Supporto di cloud ibrido e multi-cloud Sfrutta Kubernetes e la tecnologia cloud nel tuo data center. L'esperienza GKE è a tua disposizione con rapide e semplici installazioni gestite e con aggiornamenti convalidati da Google attraverso Anthos GKE.
Container serverless Esegui container stateless serverless eliminando tutta la gestione dell'infrastruttura e scalandoli automaticamente con Cloud Run.
Misurazione dell'utilizzo Visibilità finemente granulare sui tuoi cluster Kubernetes. Osserva l'utilizzo delle risorse dei tuoi cluster GKE suddiviso in base a spazi dei nomi ed etichette, e attribuiscilo a entità significative.
Canali di rilascio I canali di rilascio consentono un controllo maggiore sugli aggiornamenti automatici ricevuti da un dato cluster, in base ai requisiti di stabilità del cluster e dei suoi carichi di lavoro. Puoi scegliere fra rapidi, regolari e stabili. Ognuno ha una frequenza di rilascio diversa ed è indirizzato a carichi di lavoro diversi.
Sicurezza della catena di fornitura del software Verifica, applica e migliora la sicurezza dei componenti dell'infrastruttura e dei pacchetti utilizzati per le immagini dei container, grazie a Container Analysis.
Fatturazione al secondo Google applica la fatturazione al secondo.
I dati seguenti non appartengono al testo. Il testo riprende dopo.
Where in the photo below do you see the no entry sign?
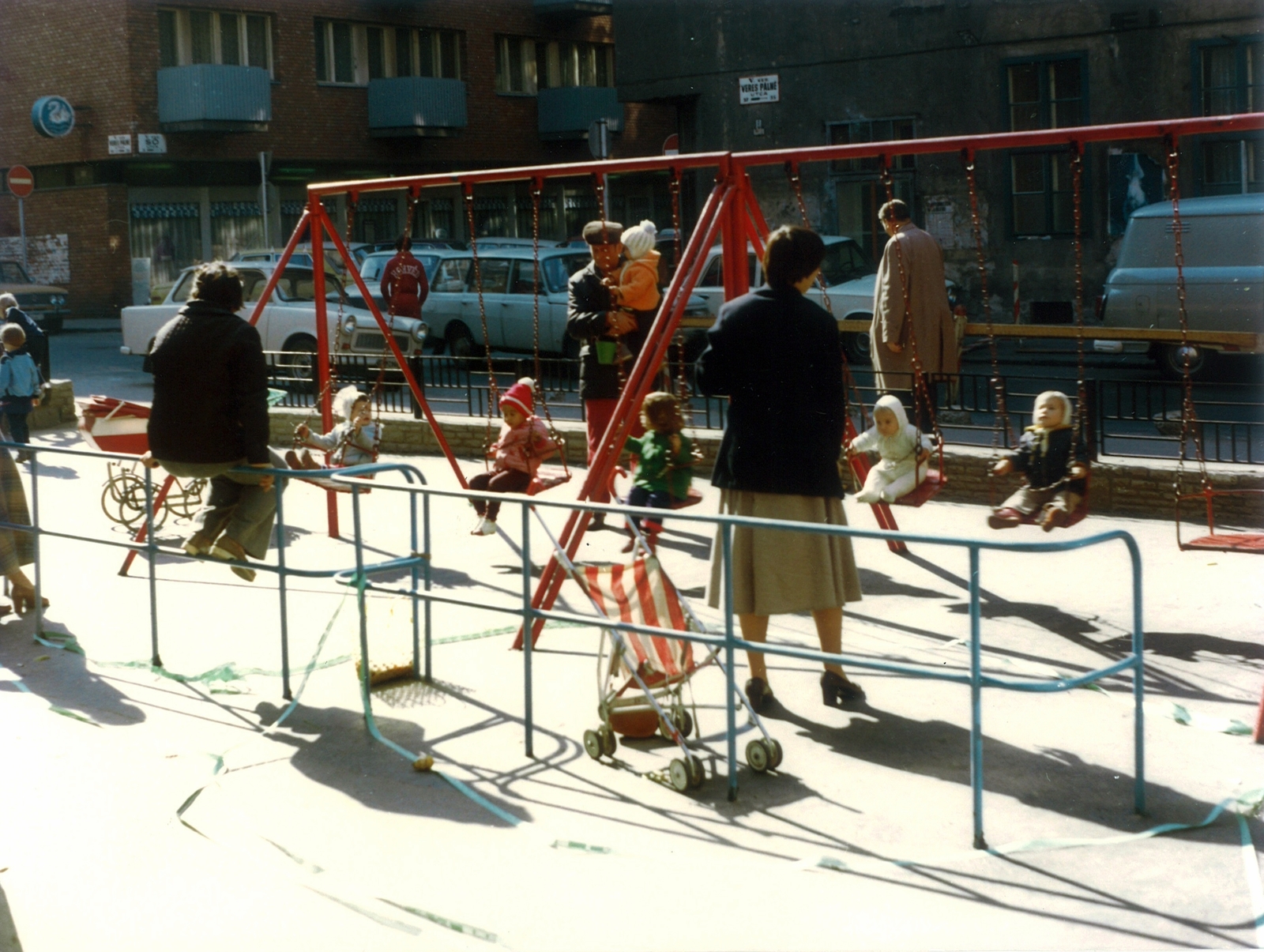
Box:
[5,166,36,198]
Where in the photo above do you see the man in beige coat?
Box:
[870,198,961,409]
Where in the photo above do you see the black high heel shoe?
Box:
[746,678,773,713]
[820,672,864,708]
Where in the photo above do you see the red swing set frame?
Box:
[120,112,1264,594]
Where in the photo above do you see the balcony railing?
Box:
[536,86,623,139]
[532,0,615,17]
[369,76,465,137]
[158,63,272,133]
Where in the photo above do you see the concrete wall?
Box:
[261,408,1264,527]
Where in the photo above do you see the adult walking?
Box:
[144,262,286,581]
[0,295,52,383]
[382,235,430,318]
[698,226,864,709]
[870,198,961,417]
[566,221,655,513]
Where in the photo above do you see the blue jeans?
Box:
[628,486,672,532]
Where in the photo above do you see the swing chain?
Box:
[464,186,501,461]
[1164,135,1209,500]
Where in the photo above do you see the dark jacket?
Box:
[1010,426,1089,495]
[566,262,655,400]
[144,301,268,463]
[698,287,845,497]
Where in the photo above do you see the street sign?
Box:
[30,96,74,139]
[5,166,36,198]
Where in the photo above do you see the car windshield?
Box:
[0,262,30,284]
[820,240,876,287]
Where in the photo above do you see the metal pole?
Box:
[421,495,432,682]
[522,502,536,758]
[273,476,293,701]
[17,198,27,270]
[969,545,988,849]
[142,466,162,668]
[720,522,737,802]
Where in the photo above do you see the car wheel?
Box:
[1150,344,1211,381]
[842,331,874,365]
[276,333,316,386]
[444,321,478,360]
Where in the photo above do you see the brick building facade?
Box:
[0,0,676,316]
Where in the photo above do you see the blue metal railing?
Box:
[0,444,1146,849]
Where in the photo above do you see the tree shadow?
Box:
[0,619,145,727]
[255,702,529,827]
[766,706,1216,842]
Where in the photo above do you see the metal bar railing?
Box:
[323,466,1146,849]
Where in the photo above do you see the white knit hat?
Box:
[623,219,659,261]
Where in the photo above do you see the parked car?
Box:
[0,262,70,333]
[1095,192,1264,377]
[122,263,427,356]
[683,232,962,364]
[422,243,706,358]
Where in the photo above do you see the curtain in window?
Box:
[130,202,202,286]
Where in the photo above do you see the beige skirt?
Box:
[706,489,861,615]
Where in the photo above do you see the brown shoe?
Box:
[988,507,1022,529]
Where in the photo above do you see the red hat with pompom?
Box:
[501,377,536,416]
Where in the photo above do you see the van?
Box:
[1097,194,1264,377]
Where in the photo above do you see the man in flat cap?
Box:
[566,221,653,515]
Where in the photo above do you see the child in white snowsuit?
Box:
[286,387,382,469]
[847,393,931,503]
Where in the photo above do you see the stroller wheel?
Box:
[596,724,619,758]
[766,737,781,770]
[689,754,706,786]
[746,737,773,773]
[668,758,693,792]
[584,731,602,760]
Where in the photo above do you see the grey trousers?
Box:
[158,450,287,559]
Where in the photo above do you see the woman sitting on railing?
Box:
[698,228,864,709]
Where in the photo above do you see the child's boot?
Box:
[988,506,1022,529]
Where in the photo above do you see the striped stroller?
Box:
[541,521,781,792]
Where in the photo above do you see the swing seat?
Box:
[891,469,948,507]
[527,466,570,495]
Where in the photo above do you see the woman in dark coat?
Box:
[698,228,864,709]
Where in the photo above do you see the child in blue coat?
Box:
[0,324,40,463]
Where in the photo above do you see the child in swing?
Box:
[988,390,1089,532]
[623,390,697,552]
[847,393,931,503]
[286,387,382,469]
[470,377,558,536]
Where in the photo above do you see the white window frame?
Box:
[158,6,274,76]
[316,17,465,86]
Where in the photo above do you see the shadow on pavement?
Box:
[0,619,145,727]
[765,704,1222,842]
[255,702,529,827]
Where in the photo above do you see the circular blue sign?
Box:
[30,96,74,139]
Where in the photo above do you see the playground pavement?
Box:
[0,430,1264,952]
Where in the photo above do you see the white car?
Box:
[683,235,959,364]
[120,262,427,356]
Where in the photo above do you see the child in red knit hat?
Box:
[470,377,558,536]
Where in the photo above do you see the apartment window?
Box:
[535,40,615,90]
[158,10,272,73]
[314,21,461,86]
[495,36,536,95]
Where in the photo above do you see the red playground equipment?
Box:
[212,112,1264,645]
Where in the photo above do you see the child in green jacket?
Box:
[623,390,697,552]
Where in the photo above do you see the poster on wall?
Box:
[1106,152,1163,235]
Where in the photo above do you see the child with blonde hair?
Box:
[286,387,382,469]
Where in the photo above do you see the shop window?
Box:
[158,9,272,73]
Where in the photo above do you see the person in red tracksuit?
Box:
[382,235,430,318]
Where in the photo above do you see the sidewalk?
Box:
[0,430,1264,952]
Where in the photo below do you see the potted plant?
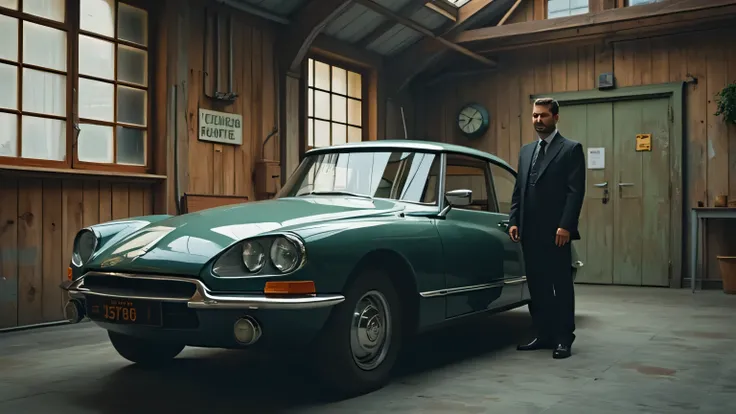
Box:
[716,256,736,295]
[715,83,736,124]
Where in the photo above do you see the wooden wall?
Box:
[179,1,280,200]
[414,25,736,280]
[0,175,153,329]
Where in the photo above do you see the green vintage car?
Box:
[62,140,581,394]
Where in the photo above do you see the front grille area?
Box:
[83,274,197,299]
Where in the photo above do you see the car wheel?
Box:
[316,270,403,396]
[107,331,184,366]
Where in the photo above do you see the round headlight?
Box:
[243,241,266,272]
[271,237,300,273]
[72,230,97,267]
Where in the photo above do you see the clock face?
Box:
[457,105,485,134]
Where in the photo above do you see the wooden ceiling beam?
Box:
[358,0,427,49]
[386,0,498,93]
[355,0,496,67]
[280,0,355,77]
[451,0,736,44]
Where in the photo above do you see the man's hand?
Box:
[509,226,519,242]
[555,228,570,247]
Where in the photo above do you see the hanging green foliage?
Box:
[715,83,736,124]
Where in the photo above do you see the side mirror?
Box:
[445,190,473,207]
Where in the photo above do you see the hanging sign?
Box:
[199,108,243,145]
[636,134,652,151]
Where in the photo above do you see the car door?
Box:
[437,154,508,318]
[489,161,526,305]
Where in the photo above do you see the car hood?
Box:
[86,196,405,275]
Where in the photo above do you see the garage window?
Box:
[307,58,364,149]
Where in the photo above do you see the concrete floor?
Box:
[0,286,736,414]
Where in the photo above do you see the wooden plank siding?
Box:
[0,180,153,329]
[413,26,736,283]
[180,1,280,200]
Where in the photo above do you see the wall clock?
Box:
[457,103,491,139]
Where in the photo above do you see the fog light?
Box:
[233,316,261,345]
[64,299,84,323]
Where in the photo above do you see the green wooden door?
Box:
[560,98,671,286]
[612,98,671,286]
[560,102,614,284]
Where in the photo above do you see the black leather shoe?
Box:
[552,344,572,359]
[516,338,554,351]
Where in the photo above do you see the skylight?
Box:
[447,0,470,7]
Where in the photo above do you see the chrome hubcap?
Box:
[350,290,391,371]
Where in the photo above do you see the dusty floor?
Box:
[0,286,736,414]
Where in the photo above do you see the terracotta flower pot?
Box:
[717,256,736,295]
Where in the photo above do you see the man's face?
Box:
[532,105,560,134]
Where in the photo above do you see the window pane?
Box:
[118,45,148,86]
[314,119,330,147]
[118,3,148,45]
[314,61,330,91]
[23,0,66,22]
[0,63,18,109]
[307,58,314,86]
[79,0,115,37]
[348,99,363,126]
[0,14,18,62]
[118,86,146,126]
[348,126,363,142]
[332,124,348,145]
[79,35,115,80]
[77,124,115,164]
[332,95,347,122]
[0,0,18,10]
[307,119,314,147]
[78,78,115,122]
[307,88,314,116]
[21,115,66,161]
[0,112,18,157]
[22,68,66,116]
[23,21,66,71]
[348,72,362,99]
[117,127,146,165]
[332,66,348,95]
[314,91,330,119]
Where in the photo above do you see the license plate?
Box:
[87,296,161,326]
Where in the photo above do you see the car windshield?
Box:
[278,150,440,205]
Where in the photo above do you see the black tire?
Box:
[314,269,404,397]
[107,331,184,366]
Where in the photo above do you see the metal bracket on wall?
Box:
[202,9,238,102]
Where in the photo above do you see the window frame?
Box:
[0,0,161,174]
[300,51,371,155]
[441,152,498,214]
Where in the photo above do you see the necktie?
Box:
[529,140,547,185]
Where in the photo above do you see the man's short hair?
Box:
[534,98,560,115]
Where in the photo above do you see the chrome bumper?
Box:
[61,272,345,310]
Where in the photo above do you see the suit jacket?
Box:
[509,131,585,240]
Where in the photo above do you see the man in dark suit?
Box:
[509,98,585,359]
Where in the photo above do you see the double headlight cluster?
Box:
[72,229,100,267]
[213,234,306,277]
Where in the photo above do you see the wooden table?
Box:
[690,207,736,293]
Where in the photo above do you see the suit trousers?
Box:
[521,228,575,345]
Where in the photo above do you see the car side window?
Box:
[490,163,516,214]
[445,154,496,211]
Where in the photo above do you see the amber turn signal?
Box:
[263,280,317,295]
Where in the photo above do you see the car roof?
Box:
[305,139,516,171]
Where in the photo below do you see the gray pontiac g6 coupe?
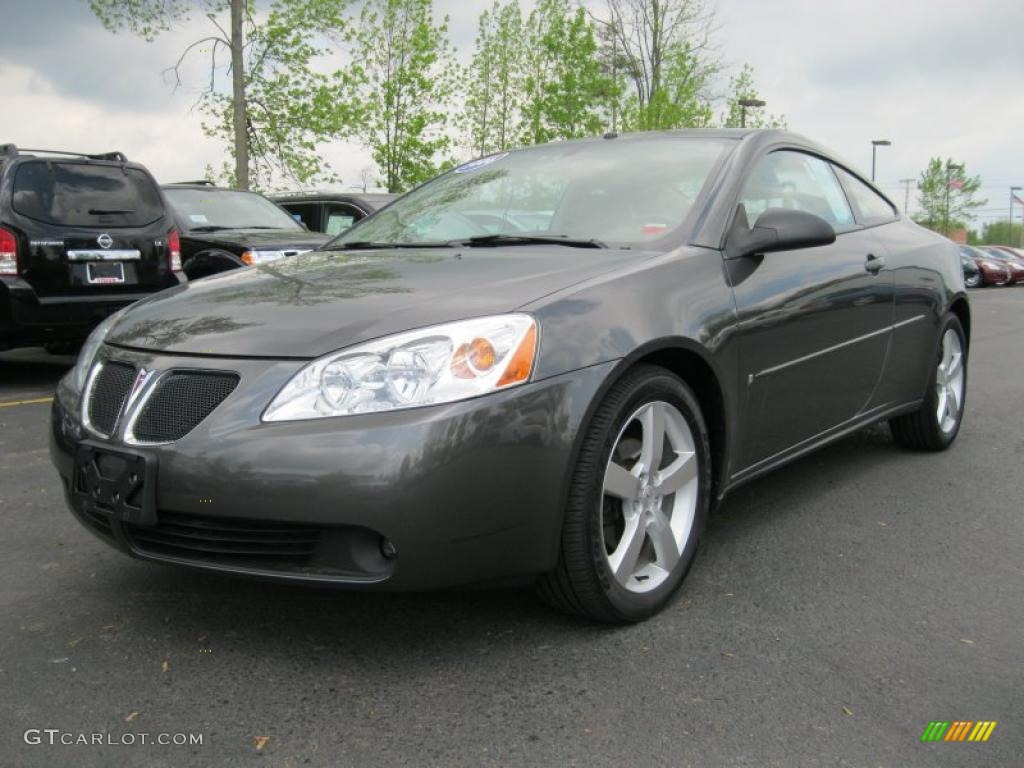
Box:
[51,131,971,623]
Paghi solo in base al tempo di calcolo utilizzato.

Prezzi

Prezzi

Un cluster Autopilot o di zona per account di fatturazione è gratuito.

Si applica una commissione di gestione dei cluster pari a 0,10 $ per cluster/ora, tranne per Anthos. I pod utente nei cluster Autopilot vengono fatturati al secondo per i core della CPU, la memoria e l'archiviazione temporanea, fino a quando un pod non viene eliminato. Ai nodi worker nei cluster standard si applicano i costi di calcolo, fino all'eliminazione del cluster.